USA wenden für CIA-Operationen 15 Milliarden auf

Geheimdienste Washington/München – Die USA haben seit den Anschlägen vom 11.

September 2001 ein gigantisches Geheimdienstimperium aufgebaut. Die Ausgaben für die 16 Spionagebehörden hätten sich bis heute auf 52,6 Milliarden Dollar verdoppelt, berichtete die „Washington Post“. Sie beruft sich auf einen vertraulichen Budgetentwurf, der aus dem Enthüllungsfundus des Ex-Geheimdienstmitarbeiters Snowden stamme. Geheimdienstchef Clapper habe bestätigt, dass „beträchtlich“ investiert worden sei.

Der Bericht biete der Öffentlichkeit erstmals einen detaillierten Überblick über die Prioritäten, Ziele und Probleme des Schnüffelapparates mit seinen 107 000 Mitarbeitern.

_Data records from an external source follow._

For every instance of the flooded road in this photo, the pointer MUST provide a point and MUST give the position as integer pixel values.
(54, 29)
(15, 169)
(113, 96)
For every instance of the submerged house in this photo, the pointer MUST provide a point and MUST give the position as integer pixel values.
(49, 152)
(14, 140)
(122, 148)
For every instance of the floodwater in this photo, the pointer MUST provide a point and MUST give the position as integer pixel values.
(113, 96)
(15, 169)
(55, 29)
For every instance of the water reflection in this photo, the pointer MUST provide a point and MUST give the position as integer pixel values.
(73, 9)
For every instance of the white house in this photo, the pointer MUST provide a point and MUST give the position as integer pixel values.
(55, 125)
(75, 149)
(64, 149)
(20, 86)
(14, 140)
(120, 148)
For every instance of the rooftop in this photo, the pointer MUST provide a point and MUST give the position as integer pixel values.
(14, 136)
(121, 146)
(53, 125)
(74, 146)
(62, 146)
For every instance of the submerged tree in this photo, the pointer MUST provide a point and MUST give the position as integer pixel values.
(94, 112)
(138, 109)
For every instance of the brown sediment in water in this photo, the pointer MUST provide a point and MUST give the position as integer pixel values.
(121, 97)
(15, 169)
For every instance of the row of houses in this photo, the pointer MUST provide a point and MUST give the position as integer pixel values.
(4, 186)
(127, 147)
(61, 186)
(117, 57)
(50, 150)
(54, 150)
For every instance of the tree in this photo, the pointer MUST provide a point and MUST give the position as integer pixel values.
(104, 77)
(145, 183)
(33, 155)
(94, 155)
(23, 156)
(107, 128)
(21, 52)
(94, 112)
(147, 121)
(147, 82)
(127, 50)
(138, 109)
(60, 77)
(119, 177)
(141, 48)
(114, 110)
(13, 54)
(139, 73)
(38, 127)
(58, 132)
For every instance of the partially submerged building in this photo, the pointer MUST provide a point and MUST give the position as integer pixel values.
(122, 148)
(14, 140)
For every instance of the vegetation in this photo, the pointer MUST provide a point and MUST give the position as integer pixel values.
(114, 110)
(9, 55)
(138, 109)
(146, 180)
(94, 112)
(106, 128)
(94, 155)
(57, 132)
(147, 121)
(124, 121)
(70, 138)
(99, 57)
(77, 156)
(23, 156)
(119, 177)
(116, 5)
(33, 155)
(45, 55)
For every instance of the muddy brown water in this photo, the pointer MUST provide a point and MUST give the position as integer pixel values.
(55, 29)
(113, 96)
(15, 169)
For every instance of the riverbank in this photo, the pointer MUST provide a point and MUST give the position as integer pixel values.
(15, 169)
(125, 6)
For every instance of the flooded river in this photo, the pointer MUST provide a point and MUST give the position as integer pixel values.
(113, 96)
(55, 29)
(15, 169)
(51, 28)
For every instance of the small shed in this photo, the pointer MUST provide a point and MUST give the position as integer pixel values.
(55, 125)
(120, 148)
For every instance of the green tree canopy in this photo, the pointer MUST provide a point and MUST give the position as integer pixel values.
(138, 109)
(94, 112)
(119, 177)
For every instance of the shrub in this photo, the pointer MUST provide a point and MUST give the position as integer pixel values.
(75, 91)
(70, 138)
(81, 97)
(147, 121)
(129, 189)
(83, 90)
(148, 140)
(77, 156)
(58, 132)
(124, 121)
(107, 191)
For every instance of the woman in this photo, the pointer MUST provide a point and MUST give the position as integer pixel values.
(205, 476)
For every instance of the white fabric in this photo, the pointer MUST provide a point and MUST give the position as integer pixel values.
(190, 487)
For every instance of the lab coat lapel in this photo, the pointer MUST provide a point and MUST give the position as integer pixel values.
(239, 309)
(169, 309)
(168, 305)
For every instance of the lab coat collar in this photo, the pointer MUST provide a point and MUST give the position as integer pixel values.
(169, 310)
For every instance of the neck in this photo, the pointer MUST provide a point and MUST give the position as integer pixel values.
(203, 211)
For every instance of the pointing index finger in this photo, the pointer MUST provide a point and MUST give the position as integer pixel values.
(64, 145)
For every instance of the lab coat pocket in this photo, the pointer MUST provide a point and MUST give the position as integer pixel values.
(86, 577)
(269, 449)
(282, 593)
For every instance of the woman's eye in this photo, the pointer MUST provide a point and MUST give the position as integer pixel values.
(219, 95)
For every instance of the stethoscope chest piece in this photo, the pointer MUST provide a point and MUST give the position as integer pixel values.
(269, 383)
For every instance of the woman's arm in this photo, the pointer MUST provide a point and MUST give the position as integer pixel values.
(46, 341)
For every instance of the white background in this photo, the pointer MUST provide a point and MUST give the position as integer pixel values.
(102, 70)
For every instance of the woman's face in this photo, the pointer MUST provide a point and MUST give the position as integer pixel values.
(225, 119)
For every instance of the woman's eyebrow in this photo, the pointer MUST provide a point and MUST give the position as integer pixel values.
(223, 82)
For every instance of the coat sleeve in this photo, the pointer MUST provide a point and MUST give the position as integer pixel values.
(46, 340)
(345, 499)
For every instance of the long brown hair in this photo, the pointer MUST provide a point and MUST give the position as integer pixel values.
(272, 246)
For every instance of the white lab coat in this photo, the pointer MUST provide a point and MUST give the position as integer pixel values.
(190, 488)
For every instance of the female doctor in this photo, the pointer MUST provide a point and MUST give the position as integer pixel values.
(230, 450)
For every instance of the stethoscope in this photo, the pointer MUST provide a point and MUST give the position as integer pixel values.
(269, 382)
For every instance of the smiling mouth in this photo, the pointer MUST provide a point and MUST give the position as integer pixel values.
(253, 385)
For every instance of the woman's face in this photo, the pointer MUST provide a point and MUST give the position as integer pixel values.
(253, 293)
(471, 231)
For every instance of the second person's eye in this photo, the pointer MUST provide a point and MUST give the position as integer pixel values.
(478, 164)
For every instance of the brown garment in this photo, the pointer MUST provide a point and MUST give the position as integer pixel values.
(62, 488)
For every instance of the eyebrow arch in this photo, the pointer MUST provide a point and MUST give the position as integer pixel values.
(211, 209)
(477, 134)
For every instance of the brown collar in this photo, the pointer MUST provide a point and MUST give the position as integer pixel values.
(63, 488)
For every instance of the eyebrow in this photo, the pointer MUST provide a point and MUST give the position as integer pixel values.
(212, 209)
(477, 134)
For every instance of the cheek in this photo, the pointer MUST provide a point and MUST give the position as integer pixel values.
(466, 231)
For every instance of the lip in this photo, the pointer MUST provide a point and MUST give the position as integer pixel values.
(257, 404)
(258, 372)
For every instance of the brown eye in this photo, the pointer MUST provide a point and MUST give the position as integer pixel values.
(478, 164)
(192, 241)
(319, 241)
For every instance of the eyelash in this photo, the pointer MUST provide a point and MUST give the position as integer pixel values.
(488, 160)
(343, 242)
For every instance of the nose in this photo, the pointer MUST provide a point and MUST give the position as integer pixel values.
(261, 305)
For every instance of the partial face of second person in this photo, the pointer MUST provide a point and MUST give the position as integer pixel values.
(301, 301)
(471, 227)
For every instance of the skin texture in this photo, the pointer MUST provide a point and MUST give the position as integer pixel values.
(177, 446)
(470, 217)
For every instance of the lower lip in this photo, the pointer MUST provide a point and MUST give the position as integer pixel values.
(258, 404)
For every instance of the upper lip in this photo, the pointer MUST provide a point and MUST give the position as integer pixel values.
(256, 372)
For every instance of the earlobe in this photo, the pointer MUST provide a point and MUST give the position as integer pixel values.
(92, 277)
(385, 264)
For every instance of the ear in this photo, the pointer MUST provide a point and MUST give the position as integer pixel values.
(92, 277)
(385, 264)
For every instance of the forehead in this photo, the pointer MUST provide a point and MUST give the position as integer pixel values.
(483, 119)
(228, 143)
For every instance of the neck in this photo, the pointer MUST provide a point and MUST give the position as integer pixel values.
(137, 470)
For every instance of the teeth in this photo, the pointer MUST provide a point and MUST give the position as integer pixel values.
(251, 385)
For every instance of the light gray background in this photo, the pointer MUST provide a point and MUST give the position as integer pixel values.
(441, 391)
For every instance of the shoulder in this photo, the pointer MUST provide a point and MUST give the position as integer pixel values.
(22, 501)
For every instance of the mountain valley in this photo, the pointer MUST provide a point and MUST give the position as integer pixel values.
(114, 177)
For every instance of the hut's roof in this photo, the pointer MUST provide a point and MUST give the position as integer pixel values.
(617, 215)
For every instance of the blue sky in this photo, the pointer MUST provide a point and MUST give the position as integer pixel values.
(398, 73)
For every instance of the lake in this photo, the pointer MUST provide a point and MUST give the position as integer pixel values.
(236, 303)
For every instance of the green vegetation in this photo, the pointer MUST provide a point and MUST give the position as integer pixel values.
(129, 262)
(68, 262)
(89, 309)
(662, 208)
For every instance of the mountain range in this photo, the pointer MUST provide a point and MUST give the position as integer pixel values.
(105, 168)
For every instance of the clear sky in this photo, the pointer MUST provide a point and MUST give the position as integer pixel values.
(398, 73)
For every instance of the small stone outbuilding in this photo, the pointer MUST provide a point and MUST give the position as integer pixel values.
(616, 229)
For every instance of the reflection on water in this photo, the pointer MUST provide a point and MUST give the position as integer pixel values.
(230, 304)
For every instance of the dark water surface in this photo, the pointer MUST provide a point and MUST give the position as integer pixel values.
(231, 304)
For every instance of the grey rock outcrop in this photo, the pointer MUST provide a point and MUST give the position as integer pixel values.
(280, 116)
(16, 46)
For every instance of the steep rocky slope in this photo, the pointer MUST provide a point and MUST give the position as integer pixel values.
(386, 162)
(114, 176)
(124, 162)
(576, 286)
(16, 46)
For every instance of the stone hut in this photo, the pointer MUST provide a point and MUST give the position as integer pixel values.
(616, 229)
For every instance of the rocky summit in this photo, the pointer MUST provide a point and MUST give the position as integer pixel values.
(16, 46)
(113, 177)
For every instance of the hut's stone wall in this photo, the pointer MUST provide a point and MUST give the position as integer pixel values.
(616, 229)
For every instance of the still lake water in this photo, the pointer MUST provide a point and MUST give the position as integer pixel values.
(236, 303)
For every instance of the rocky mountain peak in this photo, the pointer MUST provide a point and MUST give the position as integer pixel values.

Manche Informationen sind so brisant, dass die Zeitung sie nach Absprache mit der Regierung unveröffentlicht ließ. 2013 werden für CIA-Operationen rund 14,7 Milliarden Dollar und gut 21 000 Mitarbeiter veranschlagt. Allein 2,6 Milliarden kosteten „verdeckte Aktionsprogramme“, wozu Drohnenschläge zählen. 68,6 Millionen würden für „falsche Identitäten“ der Spione im Ausland benötigt.

Unterdessen widersprach CSU-Chef Horst Seehofer führenden Politikern der CDU, die die Späh-Affäre für beendet erklärt hatten. „Nichts ist ausreichend geklärt“, zitiert ihn die Zeitung „Donaukurier“. Es sei ein spezielles Datenabkommen mit den USA nötig.